The SRA is a public authority for the purposes of exercising its prosecution role. 

Therefore, it isn’t easy to reconcile the restrictive approach to appeals with the overarching purpose of disciplinary proceedings – or to justify the importation of the pre-eminence of certainty in preference to adopting a more flexible approach to reach the truth of whether or not there has been misconduct.

In applying the approach prescribed by the High Court in the Arslan case, the tribunal’s role in fulfilling its appellate function is very restricted (despite its power under its own rules to regulate its own procedure).

It limits the tribunal’s role to considering whether the adjudicator was entitled to reach the conclusion they did on the material available to them, instead of asking whether the accused solicitor has actually committed misconduct and deserves to be sanctioned.

Whether or not the adjudicator was, in fact, wrong is not the material question.

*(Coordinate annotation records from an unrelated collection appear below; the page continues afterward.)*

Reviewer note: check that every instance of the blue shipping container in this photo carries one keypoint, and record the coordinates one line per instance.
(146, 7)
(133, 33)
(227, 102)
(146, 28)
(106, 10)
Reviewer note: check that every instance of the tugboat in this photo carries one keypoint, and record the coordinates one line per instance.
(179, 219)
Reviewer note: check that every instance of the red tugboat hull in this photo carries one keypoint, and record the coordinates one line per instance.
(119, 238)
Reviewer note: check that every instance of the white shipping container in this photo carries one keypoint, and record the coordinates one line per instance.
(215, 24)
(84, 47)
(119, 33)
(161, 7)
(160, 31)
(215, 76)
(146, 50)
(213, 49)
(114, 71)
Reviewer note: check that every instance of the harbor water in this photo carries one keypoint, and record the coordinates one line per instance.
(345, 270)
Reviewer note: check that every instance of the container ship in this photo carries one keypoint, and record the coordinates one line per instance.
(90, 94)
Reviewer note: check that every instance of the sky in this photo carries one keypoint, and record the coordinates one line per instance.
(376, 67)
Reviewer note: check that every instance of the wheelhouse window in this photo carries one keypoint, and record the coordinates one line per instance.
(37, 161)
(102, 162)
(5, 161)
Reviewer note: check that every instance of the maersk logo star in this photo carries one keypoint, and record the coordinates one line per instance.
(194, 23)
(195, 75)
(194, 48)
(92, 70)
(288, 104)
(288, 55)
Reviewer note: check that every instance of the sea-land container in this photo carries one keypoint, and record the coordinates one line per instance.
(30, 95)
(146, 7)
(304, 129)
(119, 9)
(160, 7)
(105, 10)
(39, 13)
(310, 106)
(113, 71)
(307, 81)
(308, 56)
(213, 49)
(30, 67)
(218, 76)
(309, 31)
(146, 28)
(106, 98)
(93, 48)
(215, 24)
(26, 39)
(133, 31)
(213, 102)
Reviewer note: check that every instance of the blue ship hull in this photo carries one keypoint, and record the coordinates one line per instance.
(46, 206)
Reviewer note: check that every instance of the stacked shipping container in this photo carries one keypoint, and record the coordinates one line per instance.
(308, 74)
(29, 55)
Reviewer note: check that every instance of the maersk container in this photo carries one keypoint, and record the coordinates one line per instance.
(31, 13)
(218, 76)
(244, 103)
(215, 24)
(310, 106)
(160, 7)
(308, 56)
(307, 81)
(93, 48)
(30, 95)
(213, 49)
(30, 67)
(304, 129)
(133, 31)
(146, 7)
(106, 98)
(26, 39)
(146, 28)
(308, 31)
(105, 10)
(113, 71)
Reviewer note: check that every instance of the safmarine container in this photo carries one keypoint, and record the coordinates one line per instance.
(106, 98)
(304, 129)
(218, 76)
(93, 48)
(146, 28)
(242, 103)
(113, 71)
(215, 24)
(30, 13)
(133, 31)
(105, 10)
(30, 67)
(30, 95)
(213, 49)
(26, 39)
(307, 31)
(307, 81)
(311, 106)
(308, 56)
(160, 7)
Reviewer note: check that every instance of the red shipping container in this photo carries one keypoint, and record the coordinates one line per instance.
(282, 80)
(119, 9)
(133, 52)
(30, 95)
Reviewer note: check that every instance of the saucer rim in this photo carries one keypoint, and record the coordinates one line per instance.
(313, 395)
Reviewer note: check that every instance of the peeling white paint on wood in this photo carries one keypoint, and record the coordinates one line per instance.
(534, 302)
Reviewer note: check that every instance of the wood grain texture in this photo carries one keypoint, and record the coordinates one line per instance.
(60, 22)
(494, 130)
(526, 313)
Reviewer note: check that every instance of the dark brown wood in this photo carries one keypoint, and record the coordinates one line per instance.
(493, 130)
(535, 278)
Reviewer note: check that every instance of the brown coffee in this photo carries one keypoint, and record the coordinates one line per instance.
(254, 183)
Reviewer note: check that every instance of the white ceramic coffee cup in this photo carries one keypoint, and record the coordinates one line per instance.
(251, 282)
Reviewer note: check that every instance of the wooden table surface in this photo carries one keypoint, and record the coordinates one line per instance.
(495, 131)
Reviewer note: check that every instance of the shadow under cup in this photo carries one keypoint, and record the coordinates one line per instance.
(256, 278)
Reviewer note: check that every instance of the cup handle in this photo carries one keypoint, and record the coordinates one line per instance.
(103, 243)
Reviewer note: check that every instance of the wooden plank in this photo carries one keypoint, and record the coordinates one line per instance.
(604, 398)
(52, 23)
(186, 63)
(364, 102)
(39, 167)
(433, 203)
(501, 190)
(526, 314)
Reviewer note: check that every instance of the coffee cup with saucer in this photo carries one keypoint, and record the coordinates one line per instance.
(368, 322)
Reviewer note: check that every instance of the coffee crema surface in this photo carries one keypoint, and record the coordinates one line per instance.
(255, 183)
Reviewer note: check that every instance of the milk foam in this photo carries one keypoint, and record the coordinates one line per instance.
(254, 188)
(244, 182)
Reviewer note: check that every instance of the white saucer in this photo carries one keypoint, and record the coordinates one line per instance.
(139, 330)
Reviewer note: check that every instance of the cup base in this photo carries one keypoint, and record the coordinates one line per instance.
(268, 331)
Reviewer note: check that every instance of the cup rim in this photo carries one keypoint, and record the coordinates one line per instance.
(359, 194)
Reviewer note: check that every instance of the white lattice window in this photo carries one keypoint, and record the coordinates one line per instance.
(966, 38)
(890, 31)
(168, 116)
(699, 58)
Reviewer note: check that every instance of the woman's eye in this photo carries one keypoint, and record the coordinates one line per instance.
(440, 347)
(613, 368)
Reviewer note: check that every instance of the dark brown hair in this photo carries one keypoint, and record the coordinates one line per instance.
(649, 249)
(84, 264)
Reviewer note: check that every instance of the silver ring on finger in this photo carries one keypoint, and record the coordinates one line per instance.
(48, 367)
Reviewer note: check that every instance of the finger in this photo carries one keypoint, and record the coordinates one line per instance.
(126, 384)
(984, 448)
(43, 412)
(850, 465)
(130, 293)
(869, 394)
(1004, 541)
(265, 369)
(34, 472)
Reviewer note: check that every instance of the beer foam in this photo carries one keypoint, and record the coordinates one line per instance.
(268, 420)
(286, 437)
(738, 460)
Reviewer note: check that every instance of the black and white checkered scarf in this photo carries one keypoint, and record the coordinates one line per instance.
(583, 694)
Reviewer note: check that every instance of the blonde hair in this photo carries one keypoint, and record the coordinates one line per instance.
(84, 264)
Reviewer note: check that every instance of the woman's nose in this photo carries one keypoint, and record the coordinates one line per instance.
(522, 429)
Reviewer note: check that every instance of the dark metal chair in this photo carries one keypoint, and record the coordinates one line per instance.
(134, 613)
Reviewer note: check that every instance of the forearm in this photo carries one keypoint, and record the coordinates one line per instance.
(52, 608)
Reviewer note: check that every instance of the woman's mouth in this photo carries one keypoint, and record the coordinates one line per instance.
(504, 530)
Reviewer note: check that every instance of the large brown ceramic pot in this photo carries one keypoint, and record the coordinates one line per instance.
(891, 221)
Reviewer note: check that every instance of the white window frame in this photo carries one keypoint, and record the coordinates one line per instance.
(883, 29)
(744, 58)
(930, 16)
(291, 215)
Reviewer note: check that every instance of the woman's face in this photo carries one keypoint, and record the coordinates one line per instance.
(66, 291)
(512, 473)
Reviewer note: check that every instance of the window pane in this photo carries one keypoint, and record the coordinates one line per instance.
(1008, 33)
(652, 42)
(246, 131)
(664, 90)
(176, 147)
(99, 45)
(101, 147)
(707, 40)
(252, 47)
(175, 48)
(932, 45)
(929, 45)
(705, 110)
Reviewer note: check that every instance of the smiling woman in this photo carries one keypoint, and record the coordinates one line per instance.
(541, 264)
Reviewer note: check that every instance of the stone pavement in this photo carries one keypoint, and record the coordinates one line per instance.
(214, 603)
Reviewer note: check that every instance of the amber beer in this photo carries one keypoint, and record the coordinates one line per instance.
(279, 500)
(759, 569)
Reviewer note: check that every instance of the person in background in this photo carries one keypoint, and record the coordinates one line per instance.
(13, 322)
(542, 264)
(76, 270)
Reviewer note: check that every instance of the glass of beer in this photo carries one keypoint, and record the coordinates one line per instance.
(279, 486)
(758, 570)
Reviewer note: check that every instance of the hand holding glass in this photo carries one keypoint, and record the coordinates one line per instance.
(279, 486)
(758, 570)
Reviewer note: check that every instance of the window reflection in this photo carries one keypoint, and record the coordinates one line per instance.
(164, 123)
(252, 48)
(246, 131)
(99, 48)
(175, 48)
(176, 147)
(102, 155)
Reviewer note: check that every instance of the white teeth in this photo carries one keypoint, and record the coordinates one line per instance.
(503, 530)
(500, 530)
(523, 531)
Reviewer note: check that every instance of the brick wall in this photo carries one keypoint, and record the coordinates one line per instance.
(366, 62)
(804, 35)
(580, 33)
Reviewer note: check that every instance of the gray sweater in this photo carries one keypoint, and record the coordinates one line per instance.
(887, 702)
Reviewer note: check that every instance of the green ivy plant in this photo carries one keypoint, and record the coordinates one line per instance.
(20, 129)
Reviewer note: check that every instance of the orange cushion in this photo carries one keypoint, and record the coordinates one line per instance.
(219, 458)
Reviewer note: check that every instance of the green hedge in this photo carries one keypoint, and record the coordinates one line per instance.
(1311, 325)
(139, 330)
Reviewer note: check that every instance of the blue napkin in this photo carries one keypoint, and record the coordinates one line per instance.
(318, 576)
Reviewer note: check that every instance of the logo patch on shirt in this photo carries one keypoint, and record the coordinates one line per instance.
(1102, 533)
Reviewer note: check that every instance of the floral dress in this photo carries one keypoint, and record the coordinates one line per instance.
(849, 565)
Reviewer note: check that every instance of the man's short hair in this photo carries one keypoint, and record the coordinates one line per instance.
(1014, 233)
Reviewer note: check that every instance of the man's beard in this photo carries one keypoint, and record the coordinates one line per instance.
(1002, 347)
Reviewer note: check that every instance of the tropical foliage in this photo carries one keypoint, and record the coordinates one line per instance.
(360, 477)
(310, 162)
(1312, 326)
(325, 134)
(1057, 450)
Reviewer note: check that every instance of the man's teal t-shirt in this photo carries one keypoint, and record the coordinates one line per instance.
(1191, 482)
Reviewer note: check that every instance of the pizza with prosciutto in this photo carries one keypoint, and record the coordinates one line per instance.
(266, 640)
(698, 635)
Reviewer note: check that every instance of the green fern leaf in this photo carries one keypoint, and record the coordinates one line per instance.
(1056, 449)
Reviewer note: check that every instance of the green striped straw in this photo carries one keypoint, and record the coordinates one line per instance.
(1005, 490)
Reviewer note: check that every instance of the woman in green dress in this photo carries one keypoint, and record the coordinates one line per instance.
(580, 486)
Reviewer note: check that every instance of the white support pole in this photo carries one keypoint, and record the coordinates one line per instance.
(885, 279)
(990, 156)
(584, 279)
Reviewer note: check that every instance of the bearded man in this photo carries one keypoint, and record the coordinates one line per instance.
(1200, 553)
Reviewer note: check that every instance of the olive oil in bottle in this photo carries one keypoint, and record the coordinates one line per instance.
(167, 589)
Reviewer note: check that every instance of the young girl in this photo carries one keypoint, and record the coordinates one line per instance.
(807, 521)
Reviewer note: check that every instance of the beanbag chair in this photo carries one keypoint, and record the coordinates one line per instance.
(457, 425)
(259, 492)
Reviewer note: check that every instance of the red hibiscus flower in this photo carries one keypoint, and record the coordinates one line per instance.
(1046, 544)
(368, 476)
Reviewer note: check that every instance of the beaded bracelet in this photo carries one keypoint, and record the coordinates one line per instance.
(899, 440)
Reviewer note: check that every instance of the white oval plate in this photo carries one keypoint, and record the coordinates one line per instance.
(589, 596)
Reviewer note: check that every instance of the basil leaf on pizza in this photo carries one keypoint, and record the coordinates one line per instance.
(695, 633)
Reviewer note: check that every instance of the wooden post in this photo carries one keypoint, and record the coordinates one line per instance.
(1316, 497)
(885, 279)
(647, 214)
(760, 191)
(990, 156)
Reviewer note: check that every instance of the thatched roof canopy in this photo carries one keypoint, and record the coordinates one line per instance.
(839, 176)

In practice, this approach means that many solicitors facing adjudication proceedings would be well advised to request an oral hearing from the adjudicator; and to file witness evidence as if preparing for a full oral hearing.

From a personal perspective, it seems inherently wrong that a solicitor should be sanctioned and face professional consequences if they’ve done nothing wrong – or anything that was properly considered wrong at the time.

I don’t quite understand how the tribunal and, particularly, the courts can support a regime of professional regulation based on the presumption that the truth of what happened is less important than the procedure by which a decision is made.

Yet this is precisely the outcome that Arslan prescribes for the tribunal.

It’s all very well to recognise that the courts have finite resources; and that the need for certainty and finality is an important aspect of access to justice – particularly when one considers the costs risks associated with civil litigation.

However, where the aim is not to balance the rights of one party against those of another, but rather to ensure that the world can be confident of our adherence to professional standards.

I rather suspect that the (wo)man on the street would be surprised to learn that truth and justice are not at all the same thing.